Zeck: Leave It Behind

Jan. 1, 2022

Moving forward in 2022.

I’m writing this right before Christmas break and beyond the many things I’m looking forward to about a holiday break, one of the biggest is the slowing down. You know that in-between week before New Year’s, where no one answers the phone or emails, and nothing is going on? 

I live for that week. It’s a guilt-free week to lay low before things ramp back up again. 

Recently I was talking to a consultant and he said he loved that week for another reason: It’s an opportunity to quiet the mind and reflect on the year. He recommended looking at everything in your shop—staffing, marketing, car count, the numbers, training—and look at it with curiosity, not with ego or contempt. Just use it as data, nothing more nothing less. 

I like what Kevin Rains said in his column this month, about asking yourself what you want to leave behind in 2021. January is stereotypically notorious as a month for setting big goals—and then quickly abandoning them. So, before you delve too deeply into grandiose visions, start with discarding what didn’t serve you this year. Like Kevin said, that could be relationships, tasks, processes. But think critically about those; in some ways, they hold the keys to your success this year. 

It’s said insanity is doing the same things over and over and expecting a different result; how can we ever accomplish our goals if we don’t free up the space—mentally, emotionally, physically, spiritually—to focus and discard the noise? 

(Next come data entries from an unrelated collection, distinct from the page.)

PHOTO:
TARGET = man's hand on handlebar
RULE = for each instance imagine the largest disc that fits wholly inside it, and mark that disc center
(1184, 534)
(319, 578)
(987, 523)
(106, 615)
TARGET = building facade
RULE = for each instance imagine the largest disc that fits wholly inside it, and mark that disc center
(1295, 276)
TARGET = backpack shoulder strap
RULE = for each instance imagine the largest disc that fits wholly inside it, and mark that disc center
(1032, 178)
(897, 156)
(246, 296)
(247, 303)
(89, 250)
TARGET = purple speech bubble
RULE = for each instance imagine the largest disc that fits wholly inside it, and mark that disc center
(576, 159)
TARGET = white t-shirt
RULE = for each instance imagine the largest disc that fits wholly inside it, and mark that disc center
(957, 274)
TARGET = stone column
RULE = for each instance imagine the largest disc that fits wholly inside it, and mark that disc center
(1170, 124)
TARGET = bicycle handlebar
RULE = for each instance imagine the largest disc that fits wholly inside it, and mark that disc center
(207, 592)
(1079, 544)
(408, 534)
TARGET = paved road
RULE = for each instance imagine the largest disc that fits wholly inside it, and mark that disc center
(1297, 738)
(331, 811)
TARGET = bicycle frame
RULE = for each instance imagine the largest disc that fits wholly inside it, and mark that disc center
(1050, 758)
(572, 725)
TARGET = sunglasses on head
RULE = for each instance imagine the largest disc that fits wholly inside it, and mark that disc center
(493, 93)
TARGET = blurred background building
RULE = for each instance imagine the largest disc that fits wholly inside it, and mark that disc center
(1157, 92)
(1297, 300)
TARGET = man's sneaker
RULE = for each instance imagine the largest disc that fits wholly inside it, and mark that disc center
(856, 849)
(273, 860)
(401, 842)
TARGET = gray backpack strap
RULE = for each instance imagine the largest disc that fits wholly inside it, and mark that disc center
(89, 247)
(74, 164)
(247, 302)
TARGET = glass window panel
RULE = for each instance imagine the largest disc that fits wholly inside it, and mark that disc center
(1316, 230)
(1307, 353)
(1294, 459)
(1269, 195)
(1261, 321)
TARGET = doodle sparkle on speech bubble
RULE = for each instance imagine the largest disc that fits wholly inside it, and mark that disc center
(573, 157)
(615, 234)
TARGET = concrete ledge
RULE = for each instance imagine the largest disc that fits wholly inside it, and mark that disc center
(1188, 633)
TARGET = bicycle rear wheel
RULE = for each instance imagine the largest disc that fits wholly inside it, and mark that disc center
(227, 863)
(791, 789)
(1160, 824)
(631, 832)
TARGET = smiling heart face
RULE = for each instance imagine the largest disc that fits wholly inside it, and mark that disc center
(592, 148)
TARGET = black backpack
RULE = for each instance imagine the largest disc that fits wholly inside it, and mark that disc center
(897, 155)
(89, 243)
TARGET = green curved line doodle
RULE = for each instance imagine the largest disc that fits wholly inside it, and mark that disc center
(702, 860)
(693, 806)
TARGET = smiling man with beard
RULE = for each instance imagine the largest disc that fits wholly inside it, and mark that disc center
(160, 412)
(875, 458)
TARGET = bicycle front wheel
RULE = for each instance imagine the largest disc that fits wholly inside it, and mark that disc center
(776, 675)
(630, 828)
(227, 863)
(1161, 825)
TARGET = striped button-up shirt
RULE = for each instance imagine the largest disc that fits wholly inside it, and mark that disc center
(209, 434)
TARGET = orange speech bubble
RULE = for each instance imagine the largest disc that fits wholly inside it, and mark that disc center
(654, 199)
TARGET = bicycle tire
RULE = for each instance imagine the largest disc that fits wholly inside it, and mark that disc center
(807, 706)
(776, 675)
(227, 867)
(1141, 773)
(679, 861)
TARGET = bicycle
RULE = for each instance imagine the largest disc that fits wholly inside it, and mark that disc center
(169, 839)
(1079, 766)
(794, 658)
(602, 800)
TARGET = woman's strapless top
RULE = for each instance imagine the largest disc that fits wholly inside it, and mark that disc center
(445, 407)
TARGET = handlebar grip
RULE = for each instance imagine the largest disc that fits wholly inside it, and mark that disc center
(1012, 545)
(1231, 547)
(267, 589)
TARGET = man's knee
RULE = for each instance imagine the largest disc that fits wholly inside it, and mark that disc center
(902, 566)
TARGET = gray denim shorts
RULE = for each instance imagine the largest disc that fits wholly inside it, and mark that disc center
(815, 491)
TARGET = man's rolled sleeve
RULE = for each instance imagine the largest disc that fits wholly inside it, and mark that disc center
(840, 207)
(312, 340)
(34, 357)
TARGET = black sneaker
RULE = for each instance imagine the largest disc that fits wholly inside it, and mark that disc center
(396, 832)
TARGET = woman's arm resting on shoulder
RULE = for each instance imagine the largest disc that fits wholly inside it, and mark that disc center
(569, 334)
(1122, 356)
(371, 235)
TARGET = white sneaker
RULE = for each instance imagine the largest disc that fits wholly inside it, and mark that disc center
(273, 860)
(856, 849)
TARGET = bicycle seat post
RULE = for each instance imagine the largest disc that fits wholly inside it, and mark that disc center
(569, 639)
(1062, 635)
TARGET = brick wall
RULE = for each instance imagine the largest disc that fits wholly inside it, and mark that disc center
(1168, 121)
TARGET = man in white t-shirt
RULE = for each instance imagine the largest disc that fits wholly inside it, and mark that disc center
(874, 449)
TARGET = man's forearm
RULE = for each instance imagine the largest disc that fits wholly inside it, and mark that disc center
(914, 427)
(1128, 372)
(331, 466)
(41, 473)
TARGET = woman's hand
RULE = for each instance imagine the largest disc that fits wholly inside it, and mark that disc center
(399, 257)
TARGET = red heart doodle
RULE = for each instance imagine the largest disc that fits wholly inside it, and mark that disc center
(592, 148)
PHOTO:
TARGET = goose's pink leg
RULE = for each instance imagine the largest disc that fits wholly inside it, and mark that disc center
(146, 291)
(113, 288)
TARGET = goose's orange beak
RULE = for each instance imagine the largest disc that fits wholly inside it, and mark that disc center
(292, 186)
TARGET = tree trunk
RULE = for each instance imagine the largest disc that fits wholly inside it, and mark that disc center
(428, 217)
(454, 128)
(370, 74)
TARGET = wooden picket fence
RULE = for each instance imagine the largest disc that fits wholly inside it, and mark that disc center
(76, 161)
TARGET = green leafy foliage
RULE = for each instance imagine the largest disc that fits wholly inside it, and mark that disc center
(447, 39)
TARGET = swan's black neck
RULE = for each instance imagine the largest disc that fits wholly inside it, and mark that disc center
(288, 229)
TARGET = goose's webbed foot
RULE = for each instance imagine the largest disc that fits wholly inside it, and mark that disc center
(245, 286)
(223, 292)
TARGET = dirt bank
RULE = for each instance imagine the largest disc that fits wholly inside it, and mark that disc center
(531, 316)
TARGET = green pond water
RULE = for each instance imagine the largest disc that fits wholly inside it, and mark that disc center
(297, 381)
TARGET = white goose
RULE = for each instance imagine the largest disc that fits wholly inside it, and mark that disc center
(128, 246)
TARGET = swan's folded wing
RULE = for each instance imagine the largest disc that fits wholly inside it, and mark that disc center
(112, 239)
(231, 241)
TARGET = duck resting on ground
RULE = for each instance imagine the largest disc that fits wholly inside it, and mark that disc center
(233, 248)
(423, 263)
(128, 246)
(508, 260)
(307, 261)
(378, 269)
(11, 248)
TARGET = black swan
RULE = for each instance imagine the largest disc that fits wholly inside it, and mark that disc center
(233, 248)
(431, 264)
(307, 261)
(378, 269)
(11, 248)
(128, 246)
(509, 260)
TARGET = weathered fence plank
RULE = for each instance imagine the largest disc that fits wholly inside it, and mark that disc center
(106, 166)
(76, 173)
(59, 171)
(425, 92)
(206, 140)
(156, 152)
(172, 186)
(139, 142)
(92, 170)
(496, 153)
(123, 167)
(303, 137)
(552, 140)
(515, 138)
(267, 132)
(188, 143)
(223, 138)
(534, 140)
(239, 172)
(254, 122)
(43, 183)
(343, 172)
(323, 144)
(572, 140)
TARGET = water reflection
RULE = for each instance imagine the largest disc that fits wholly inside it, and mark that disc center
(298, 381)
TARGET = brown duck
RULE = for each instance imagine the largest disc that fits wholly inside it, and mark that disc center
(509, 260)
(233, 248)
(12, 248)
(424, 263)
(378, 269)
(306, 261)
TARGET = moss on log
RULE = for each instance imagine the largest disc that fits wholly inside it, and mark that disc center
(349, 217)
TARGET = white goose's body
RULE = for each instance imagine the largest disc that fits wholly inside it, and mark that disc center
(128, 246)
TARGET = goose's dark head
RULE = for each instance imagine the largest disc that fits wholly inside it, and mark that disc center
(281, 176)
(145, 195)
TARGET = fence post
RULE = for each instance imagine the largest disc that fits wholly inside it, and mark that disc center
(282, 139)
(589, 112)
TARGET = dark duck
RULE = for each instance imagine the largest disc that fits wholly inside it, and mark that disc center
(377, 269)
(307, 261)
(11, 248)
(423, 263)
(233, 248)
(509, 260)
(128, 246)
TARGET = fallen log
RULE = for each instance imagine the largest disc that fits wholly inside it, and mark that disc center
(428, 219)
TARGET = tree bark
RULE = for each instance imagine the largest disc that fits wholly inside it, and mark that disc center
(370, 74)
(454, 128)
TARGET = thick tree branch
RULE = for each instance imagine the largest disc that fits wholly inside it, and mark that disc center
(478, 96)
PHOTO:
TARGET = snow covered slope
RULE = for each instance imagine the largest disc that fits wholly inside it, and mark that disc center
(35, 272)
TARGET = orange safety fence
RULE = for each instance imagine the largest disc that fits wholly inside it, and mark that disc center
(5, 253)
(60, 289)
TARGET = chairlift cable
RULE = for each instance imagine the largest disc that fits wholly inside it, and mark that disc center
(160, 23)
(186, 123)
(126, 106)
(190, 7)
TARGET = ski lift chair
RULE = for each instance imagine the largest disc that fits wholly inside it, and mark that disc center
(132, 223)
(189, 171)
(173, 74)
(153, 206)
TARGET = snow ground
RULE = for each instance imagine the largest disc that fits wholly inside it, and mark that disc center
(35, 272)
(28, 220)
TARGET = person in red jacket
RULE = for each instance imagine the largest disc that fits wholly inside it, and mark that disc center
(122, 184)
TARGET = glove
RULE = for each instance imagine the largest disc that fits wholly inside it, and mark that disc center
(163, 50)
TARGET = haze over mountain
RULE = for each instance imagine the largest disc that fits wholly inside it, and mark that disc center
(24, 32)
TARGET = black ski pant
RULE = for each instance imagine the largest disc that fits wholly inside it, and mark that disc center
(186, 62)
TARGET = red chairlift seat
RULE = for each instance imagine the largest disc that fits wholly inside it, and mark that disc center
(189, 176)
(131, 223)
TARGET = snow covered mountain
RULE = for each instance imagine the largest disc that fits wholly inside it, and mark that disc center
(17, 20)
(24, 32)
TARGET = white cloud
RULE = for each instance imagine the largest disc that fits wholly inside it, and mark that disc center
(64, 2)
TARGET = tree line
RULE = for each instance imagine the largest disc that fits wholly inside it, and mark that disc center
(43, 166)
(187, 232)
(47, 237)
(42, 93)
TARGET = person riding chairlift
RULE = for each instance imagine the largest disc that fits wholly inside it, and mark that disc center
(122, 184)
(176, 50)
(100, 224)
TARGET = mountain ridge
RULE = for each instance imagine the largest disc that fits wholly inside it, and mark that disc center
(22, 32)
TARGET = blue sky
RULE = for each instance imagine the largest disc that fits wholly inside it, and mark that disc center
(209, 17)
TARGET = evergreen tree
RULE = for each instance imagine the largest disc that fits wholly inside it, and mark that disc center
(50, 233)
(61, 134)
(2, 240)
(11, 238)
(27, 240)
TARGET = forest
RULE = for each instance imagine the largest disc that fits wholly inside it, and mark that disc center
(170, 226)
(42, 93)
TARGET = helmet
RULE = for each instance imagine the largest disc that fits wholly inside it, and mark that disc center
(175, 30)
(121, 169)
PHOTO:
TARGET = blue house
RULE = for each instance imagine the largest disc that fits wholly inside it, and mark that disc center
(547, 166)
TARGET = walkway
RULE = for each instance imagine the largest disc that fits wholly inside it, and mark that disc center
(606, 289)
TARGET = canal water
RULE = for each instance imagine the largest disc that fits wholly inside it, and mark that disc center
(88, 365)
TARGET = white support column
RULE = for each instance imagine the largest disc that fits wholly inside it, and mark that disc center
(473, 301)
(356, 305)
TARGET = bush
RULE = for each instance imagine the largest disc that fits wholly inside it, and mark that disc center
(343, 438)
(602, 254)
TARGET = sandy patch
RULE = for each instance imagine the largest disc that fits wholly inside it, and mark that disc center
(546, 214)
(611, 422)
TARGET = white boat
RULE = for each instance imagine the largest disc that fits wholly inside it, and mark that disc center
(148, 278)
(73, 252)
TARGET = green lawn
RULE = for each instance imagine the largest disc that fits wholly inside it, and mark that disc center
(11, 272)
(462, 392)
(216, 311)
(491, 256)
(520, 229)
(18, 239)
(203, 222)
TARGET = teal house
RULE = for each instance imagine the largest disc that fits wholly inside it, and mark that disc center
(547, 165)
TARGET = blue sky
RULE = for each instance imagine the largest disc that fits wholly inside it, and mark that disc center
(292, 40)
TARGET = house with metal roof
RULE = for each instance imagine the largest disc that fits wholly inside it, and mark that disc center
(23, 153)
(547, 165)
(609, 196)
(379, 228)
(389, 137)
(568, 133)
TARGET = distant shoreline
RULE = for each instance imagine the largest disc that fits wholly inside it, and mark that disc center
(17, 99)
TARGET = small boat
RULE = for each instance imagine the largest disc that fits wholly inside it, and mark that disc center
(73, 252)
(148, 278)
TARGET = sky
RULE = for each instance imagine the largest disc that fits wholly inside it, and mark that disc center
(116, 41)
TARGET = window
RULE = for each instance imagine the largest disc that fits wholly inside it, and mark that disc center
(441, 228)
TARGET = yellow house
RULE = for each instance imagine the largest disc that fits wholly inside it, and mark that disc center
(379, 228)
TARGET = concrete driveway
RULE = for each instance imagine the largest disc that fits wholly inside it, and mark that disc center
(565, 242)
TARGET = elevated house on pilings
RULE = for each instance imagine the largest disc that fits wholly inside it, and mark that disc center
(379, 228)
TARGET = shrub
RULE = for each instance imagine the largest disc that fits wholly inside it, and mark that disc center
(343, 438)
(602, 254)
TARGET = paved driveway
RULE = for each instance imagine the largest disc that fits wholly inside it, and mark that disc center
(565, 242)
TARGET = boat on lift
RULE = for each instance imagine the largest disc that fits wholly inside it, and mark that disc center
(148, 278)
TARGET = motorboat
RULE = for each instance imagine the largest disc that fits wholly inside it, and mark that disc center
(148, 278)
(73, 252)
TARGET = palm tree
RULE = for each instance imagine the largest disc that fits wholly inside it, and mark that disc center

That’s what we wanted to leave you with this issue and it’s why we kicked off the year with a feature asking top shop owners for their brightest industry ideas. You’ll see that those ideas run the gamut but, having met all these operators personally, I know for sure that they are all focused on the big picture—clearly, to big success. 

As you read through the stories, maybe you’ll start to pick up on a subtle theme. Nearly all of the shop owners’ brightest ideas involved a pivot; for their success to take shape, they all had to let go of something that wasn’t working. That could be a leadership style, an idea about culture, or even traditional shop floor setup.

That’s what Jason Boggs has challenged us all to do this month, too; to take a look at our beliefs and ask ourselves whether any of them could be wrong. He took a look at the industry's belief that small shops can’t compete against MSOs but there are surely tons of long-held beliefs that may not be accurate any longer.

This year, don’t accept the status quo for yourself. And instead, usher in a new era of success.